Look, Ma! I took all these pills today! Some of them made me want to barf. But I'm ok.
It was really fun going to work after taking these.
Ok, some of them are vitamins, but whatever. That's still a lot of pills.
So now I have a baby abscess. It doesn't hurt as much, it doesn't need to be stuffed. (YESSSS!) But I have to take 3 showers per day with nothing but Ivory soap. (I had forgotten how nice it smells, actually.) Then when I get out of the shower, I have to change the bandage using totally sterile bandages and the special cream. All I heard was SHOWERS.

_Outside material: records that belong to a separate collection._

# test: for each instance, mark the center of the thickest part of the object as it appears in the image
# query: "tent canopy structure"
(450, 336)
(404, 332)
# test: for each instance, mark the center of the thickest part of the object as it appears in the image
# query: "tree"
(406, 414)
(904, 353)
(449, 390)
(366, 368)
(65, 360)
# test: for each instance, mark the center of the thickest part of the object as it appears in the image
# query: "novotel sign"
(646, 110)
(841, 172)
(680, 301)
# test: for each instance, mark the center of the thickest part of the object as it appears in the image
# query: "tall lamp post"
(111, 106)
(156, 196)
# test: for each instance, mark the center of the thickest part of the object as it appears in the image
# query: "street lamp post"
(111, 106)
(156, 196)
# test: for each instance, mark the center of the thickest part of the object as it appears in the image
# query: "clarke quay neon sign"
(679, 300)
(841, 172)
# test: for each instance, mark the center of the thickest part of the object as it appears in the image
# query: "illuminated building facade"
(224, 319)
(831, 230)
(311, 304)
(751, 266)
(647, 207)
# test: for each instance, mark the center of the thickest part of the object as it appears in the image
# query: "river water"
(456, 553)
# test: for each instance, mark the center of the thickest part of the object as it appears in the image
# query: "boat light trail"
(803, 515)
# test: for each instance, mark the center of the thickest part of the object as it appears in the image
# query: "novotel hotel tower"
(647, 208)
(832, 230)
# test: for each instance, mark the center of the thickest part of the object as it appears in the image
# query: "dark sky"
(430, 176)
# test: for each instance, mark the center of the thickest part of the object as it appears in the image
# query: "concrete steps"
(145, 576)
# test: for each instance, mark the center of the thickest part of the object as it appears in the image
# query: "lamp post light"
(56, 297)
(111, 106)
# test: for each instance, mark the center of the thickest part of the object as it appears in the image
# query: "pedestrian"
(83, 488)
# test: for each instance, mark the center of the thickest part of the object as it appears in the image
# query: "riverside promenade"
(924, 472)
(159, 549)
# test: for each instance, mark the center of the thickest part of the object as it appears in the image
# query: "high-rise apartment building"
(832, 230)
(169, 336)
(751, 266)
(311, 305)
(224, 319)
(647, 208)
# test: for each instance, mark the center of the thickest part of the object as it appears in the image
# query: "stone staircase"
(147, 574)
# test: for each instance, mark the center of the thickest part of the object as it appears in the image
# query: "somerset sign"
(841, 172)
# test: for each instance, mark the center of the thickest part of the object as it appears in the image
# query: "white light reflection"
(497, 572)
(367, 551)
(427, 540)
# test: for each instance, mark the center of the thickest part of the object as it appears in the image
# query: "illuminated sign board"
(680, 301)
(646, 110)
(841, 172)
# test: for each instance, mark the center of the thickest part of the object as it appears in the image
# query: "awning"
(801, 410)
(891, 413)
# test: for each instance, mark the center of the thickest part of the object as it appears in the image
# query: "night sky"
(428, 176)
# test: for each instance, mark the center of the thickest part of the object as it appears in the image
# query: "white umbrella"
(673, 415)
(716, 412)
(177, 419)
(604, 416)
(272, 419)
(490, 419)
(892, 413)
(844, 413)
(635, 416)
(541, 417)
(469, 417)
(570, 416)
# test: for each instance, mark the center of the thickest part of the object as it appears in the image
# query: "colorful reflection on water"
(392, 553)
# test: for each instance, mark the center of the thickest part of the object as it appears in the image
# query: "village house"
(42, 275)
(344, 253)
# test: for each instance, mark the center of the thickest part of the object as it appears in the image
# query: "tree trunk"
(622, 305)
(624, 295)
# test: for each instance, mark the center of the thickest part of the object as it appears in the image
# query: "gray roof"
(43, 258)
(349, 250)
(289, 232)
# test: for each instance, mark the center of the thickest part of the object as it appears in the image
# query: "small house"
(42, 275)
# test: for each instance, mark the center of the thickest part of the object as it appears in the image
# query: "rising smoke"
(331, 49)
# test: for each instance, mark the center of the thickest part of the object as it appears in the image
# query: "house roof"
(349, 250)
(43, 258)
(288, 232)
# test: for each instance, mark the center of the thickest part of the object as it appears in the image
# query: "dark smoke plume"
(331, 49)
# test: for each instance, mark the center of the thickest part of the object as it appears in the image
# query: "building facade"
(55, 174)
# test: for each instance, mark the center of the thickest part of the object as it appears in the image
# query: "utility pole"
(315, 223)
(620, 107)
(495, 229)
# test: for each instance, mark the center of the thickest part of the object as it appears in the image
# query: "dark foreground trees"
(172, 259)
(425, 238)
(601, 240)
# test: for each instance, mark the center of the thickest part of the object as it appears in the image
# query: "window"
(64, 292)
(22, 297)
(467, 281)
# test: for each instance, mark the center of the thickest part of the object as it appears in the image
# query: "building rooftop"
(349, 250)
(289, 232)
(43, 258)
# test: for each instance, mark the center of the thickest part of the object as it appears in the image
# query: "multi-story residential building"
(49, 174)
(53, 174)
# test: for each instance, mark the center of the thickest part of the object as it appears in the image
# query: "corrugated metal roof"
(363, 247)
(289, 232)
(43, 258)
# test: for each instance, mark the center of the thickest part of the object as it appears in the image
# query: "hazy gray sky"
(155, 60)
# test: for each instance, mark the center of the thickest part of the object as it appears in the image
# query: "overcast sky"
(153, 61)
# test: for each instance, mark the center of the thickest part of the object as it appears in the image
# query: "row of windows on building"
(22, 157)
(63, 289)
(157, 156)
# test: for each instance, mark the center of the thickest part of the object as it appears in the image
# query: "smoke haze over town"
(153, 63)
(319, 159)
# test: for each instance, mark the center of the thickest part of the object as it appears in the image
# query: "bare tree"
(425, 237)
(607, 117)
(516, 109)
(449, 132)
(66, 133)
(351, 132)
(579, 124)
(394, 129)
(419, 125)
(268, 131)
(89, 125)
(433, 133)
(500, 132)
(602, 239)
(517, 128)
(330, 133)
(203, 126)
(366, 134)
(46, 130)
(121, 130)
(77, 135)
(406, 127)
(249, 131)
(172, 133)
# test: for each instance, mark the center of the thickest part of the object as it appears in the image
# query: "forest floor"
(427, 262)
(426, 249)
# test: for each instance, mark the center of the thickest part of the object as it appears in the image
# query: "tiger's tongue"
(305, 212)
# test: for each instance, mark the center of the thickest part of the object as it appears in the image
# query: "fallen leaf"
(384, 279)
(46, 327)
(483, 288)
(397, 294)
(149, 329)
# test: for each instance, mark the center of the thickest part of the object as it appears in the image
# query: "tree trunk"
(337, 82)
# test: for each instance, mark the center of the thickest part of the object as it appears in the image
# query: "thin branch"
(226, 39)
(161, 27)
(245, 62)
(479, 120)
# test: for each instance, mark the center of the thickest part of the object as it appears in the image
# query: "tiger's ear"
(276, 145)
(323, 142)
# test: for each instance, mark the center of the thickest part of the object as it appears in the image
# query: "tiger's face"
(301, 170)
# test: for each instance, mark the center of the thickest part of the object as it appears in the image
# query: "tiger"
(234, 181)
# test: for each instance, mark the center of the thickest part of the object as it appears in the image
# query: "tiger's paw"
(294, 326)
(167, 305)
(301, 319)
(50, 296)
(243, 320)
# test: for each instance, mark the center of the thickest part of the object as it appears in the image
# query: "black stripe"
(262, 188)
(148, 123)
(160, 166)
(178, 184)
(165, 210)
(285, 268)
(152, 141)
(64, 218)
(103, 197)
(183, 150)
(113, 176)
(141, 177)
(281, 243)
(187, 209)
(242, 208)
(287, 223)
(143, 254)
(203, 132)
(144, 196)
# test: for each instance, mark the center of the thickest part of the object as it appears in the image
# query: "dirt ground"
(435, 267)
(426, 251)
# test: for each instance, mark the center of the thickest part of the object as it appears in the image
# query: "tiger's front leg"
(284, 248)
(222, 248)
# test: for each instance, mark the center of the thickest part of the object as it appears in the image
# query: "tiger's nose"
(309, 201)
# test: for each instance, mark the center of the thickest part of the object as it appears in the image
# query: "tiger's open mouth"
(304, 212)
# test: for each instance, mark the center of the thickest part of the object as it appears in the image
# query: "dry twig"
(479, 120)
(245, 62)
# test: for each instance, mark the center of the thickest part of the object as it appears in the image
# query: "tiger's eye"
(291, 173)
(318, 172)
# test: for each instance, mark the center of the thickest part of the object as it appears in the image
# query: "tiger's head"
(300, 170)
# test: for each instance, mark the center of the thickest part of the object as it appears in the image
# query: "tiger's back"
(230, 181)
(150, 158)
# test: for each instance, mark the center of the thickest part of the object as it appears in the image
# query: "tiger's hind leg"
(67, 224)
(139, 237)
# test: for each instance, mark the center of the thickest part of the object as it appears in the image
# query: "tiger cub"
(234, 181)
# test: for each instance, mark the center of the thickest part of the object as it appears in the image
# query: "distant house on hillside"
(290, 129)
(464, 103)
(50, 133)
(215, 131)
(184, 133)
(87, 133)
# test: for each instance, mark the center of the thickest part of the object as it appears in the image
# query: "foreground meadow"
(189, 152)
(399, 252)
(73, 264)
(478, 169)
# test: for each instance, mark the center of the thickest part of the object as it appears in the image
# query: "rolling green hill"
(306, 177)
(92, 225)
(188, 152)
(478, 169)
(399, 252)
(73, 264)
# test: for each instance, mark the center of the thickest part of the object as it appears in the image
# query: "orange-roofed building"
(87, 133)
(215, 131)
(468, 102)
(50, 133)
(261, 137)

Have you ever tried to put a sterile bandage on your ass? It's hard. Because I'm not using nice little conveniently pre-stickified Band-Aids. I'm using those gauze pads that need special, separate tape to stick 'em on. There's a lot of twisting and aiming and cursing involved. It's like playing Medical Twister--right hand on ass, left hand on...shit! (That's the part where I miss my boo-boo and drop the sterile bandage on the floor. Then I have to start all over. After I stop my dog from wanting to lick the medicated cream. He is so weird.)
So yeah, everything is normal here inVB Land.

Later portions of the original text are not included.